No restaurante Cantaloup, um dos primeiros a colocar uma bonita adega em meio às mesas do salão, a redução foi ainda mais significativa. Ao cortar 67% das opções, o calhamaço que exibia 457 rótulos deu lugar a uma lista de 150 garrafas acessada por QR code.
"Passou a ser inviável. Tivemos que focar no que o consumidor de fato toma. Por mais que gostássemos de ter vinhos maravilhosos, se não vende, não funciona", explica o sócio da casa, Daniel Sahagoff.
No italino Vinheria Percussi, o sócio Lamberto Percussi relata dois movimentos distintos. Primeiro, quando o serviço estava parado, eles esvaziaram o estoque de importações exclusivas com a venda a preços convidativos para pessoas que já conheciam e frequentavam o local.
A partir de agosto e, principalmente, com a volta do funcionamento durante o jantar, o consumo na mesa voltou a ser significativo. "Agora estamos repondo a carta que deu uma boa enxugada pensando em opções econômicas, cujo preço para o cliente final vai de R$ 70 a R$ 140, e também nas mais bacanas, que saem a partir de R$ 300", conta.
Questão de preço
A pandemia trouxe não só um fornecimento irregular de vinhos como também provocou uma flutuação cambial significativa.
"Câmbio e impostos sempre foram pontos estratégicos a serem avaliados quando falamos de posicionamento de preços. O cenário pouco favorável nesse terreno fez o consumidor buscar vinhos mais simples para o seu dia a dia", esclarece Juliana La Pastina, vice-presidente do Grupo La Pastina.
Neto Carvalhal, diretor da importadora Casa Flora, acredita que, se continuar havendo uma alta cambial, a perspectiva não é positiva no quesito preço: "corremos o risco do vinho ter valores ainda maiores".
O aumento do dólar e do Euro influencia diretamente no quanto pagamos por uma garrafa importada. Funciona assim: por mais que o preço de um vinho na fonte continue o mesmo, ao ser transformado para real, sentimos que ele fica mais caro.

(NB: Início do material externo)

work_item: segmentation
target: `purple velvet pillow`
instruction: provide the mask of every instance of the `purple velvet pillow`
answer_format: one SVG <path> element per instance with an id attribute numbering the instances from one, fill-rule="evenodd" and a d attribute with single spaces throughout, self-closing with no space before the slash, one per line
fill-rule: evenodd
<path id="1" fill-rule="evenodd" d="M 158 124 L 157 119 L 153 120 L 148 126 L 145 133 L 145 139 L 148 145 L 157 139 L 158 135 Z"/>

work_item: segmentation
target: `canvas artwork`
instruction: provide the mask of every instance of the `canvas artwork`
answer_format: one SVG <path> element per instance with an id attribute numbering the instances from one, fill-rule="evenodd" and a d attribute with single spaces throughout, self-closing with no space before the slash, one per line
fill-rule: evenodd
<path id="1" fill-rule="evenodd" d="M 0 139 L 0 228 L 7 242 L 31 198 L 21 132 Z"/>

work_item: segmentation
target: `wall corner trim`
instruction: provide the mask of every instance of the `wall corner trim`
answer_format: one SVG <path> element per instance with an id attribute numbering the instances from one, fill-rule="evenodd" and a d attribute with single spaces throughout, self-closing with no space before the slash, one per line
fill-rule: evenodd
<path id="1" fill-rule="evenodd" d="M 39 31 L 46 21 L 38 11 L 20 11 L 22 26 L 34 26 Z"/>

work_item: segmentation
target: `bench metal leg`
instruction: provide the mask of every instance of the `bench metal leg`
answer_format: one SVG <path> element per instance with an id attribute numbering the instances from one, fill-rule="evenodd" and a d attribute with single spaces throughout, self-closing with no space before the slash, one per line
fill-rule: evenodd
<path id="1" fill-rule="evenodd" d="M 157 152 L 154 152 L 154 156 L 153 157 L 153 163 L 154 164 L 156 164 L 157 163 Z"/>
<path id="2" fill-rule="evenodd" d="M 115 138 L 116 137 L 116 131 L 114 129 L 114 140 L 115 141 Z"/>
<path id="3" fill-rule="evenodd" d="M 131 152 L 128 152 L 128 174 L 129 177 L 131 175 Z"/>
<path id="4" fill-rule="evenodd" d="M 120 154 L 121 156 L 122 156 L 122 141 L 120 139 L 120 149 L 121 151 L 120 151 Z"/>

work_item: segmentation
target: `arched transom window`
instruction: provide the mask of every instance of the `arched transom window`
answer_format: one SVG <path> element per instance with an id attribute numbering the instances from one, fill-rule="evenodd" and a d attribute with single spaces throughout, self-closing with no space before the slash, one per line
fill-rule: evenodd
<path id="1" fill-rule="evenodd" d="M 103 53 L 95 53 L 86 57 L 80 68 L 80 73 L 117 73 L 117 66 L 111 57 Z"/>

"A reação a isso é o importador ir buscar na origem rótulos alternativos, mais baratos, ou negociar o valor. Isso é comum e acontece em momentos de crise, como em 2014", explica Marcelo Copello.
A grande questão, segundo ele, é que o consumidor dificilmente está disposto a pagar mais pelo produto:
Vinhos de entrada são os mais consumidos. E não acho que isso vá mudar. Mas os importadores e os donos de restaurantes vão ter que rebolar para conseguir uma qualidade semelhante no mesmo valor final".
Outra consequência do aumento de preços por parte dos cliente é o medo de se arrepender investindo mais. "O restaurante acaba preferindo apostar em rótulos mais certeiros e conhecidos do consumidor, que, por sua vez, não quer arriscar e errar", entende Otávio Lilla, da Mistral.